MIR: Optimize for-loop on integer ranges

Nugine · November 11, 2022, 1:18pm

https://rust.godbolt.org/z/195ee687T

pub fn test_v1(n: usize) -> usize {
    let mut s = 0;
    for i in 1..n {
        s += i;
    }
    s
}

pub fn test_v2(n: usize) -> usize {
    let mut s = 0;
    let mut i = 1;
    while i < n {
        s += i;
        i += 1;
    }
    s
}

test_v1 and test_v2 are equivalent. But test_v1 generates tons of MIR when fully inlined.

What if rustc can transform test_v1 to test_v2 when optimizing MIR? I believe it will give some perf wins on compiletime and may generate better machine code for more complicated cases.

The unoptimized for-loop has caused an issue for SIMD code. LLVM fails to optimize it.

https://github.com/rust-lang/rust/issues/102220

Neutron3529 · November 11, 2022, 1:58pm

Excellent idea.

But it seems hard for rust to achieve it.

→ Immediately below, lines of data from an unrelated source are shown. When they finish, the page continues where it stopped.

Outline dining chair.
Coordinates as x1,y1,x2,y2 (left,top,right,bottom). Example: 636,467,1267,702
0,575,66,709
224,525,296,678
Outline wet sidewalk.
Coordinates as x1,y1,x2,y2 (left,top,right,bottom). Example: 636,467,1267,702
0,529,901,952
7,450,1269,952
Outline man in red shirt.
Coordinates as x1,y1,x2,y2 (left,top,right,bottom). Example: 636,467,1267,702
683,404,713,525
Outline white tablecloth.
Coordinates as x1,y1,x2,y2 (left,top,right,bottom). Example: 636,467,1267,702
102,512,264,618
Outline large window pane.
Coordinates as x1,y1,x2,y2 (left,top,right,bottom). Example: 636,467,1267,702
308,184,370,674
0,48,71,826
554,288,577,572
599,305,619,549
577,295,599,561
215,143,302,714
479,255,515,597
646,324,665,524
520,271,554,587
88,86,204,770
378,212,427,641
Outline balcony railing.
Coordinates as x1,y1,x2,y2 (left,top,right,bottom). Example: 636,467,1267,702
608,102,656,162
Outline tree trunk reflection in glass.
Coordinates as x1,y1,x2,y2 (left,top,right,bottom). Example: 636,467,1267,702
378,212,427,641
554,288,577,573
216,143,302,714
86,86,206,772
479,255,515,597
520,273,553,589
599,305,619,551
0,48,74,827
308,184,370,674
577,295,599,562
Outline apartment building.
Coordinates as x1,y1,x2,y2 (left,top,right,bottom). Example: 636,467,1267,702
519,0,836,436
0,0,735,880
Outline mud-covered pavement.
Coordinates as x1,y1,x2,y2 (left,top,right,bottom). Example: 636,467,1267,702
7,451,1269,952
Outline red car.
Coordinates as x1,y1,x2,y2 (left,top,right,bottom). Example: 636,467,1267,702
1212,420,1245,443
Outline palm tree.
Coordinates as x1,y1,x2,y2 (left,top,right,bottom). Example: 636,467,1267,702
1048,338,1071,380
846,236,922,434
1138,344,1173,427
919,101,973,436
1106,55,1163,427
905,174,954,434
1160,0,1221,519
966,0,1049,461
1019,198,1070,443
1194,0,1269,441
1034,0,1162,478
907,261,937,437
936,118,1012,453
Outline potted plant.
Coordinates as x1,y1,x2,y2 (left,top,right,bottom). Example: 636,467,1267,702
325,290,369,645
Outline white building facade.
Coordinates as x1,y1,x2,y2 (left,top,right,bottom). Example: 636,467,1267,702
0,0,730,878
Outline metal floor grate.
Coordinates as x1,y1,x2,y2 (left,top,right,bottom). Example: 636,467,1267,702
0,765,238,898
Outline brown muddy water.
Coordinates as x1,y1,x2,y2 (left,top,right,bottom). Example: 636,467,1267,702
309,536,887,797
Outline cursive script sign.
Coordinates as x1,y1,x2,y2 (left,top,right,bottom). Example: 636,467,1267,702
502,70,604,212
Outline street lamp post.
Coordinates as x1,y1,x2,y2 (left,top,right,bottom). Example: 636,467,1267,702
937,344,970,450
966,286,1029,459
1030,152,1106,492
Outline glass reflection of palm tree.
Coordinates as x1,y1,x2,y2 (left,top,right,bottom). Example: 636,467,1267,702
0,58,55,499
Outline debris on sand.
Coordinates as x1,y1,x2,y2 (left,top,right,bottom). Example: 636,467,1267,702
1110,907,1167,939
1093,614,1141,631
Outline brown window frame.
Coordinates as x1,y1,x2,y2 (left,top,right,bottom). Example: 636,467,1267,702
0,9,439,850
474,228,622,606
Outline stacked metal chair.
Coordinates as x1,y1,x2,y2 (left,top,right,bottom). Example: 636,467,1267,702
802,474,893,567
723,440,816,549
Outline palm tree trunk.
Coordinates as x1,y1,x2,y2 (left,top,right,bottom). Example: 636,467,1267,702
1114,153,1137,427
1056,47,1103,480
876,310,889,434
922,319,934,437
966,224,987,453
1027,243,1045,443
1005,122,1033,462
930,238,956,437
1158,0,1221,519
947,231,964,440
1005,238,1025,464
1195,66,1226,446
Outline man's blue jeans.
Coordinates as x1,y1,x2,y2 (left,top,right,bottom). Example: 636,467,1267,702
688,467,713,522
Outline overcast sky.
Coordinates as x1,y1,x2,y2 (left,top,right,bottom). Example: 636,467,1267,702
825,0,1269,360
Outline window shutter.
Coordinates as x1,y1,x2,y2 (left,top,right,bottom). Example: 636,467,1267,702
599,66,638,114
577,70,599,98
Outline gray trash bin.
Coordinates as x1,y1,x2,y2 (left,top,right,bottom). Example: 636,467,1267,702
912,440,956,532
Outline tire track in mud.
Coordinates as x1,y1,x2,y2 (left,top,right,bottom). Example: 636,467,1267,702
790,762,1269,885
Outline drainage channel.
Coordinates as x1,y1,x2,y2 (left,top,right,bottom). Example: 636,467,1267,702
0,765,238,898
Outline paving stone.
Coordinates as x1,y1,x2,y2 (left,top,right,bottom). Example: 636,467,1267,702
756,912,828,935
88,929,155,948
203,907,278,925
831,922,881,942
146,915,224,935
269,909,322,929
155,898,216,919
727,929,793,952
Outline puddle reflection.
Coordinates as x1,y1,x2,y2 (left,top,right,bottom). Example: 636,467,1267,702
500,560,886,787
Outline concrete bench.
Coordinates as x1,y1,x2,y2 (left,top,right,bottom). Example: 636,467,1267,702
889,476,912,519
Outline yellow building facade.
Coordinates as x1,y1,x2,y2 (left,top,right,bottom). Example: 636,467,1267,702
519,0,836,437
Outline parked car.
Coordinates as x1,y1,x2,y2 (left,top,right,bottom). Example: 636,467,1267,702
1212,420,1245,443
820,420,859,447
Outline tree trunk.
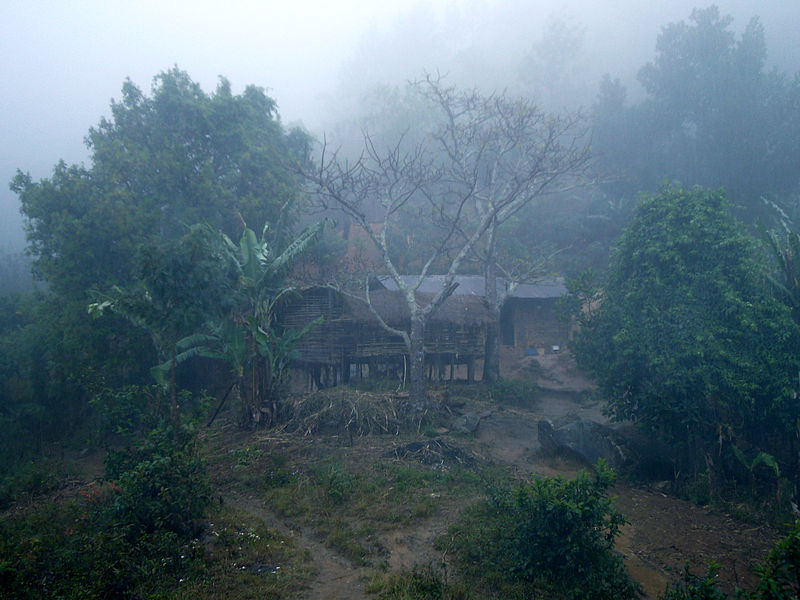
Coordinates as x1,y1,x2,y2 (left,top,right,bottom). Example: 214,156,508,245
483,223,500,383
483,322,500,383
408,315,428,411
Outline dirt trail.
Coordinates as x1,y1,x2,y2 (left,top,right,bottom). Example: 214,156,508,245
227,494,368,600
227,355,779,600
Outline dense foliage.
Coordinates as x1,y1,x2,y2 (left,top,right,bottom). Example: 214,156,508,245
594,6,800,219
0,68,309,454
440,462,639,600
0,406,211,598
576,187,800,488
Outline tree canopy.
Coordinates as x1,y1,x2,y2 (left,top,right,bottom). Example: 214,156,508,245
576,186,800,476
11,68,309,297
594,6,800,215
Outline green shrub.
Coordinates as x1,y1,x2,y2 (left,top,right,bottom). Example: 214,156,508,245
659,563,728,600
754,521,800,600
440,461,639,599
106,424,211,537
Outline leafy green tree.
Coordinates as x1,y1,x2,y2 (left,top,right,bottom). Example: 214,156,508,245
164,221,325,427
594,6,800,218
11,68,309,442
444,461,641,600
11,68,308,298
576,186,800,480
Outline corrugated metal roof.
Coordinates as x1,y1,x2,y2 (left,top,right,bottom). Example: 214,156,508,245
377,275,567,299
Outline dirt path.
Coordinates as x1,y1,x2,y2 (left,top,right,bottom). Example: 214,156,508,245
223,356,779,600
227,494,368,600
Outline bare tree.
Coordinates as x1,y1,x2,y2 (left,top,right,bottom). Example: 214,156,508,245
305,76,588,407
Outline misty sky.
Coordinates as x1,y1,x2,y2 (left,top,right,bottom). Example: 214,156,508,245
0,0,800,252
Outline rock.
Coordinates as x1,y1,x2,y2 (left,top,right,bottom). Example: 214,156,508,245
539,419,675,480
452,413,481,433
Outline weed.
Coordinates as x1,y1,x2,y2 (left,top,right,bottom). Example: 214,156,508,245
438,462,638,599
366,565,469,600
478,379,539,408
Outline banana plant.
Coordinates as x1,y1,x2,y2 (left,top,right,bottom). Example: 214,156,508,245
151,221,325,427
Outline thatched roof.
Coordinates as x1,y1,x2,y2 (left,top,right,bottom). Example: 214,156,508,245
343,290,491,326
376,275,567,300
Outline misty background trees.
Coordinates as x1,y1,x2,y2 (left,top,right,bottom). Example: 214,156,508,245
307,76,589,406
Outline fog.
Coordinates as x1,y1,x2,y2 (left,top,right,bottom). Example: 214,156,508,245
0,0,800,251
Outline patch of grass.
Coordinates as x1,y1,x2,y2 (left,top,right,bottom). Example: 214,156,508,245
162,507,313,600
317,518,381,567
366,565,469,600
483,379,540,408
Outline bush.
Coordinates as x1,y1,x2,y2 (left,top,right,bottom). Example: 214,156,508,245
0,408,210,598
440,461,640,599
106,424,211,537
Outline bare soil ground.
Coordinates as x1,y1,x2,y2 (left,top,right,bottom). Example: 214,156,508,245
220,354,780,600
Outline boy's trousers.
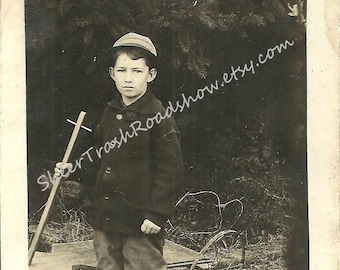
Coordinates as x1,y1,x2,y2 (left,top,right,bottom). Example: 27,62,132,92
93,229,166,270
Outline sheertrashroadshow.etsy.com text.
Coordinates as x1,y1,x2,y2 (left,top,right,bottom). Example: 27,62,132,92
37,40,294,191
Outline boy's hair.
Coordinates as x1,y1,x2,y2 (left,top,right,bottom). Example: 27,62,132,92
108,46,157,69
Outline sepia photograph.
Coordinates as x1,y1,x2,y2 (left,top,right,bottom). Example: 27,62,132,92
1,0,339,270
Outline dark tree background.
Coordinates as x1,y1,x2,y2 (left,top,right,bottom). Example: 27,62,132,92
26,0,308,269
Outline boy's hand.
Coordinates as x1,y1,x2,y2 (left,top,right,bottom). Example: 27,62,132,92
54,162,73,178
140,218,161,234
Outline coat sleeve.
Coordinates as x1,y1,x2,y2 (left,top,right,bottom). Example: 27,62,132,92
145,113,183,227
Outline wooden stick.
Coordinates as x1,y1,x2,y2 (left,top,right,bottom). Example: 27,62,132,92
28,111,86,265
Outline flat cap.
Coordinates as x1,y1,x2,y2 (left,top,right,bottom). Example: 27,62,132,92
112,33,157,56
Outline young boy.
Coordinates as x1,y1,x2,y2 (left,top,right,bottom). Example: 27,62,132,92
57,33,182,270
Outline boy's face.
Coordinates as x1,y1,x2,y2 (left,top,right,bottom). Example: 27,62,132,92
109,53,157,105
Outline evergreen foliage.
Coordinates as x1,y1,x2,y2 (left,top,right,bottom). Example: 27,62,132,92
26,0,308,269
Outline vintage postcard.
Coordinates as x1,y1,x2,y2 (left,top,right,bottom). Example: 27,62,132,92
0,0,340,270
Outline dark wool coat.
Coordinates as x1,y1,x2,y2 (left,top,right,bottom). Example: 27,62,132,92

IIRC, for logically call the next function for Iterators, and Rust have less knowledge with iterators.

i.e., if you wrote:

let mut a:i32;
let mut b:i32=0i32;
for i in 0..10 {
    b+=i*i;
    a=b;
}
dbg!(a);

the program won't compile since Rust could not inference whether a is initialized:

4 | for i in 0..10 {
  |          ---- if the `for` loop runs 0 times, `a` is not initialized

It might be hard to do such optimize.

Nugine · November 11, 2022, 2:09pm

I think it would be easier because:

Rust has built-in range syntax.
rustc knows whether the range is Range<{integer}>.
rustc has MIR optimizations which can transform special cases like slice::len.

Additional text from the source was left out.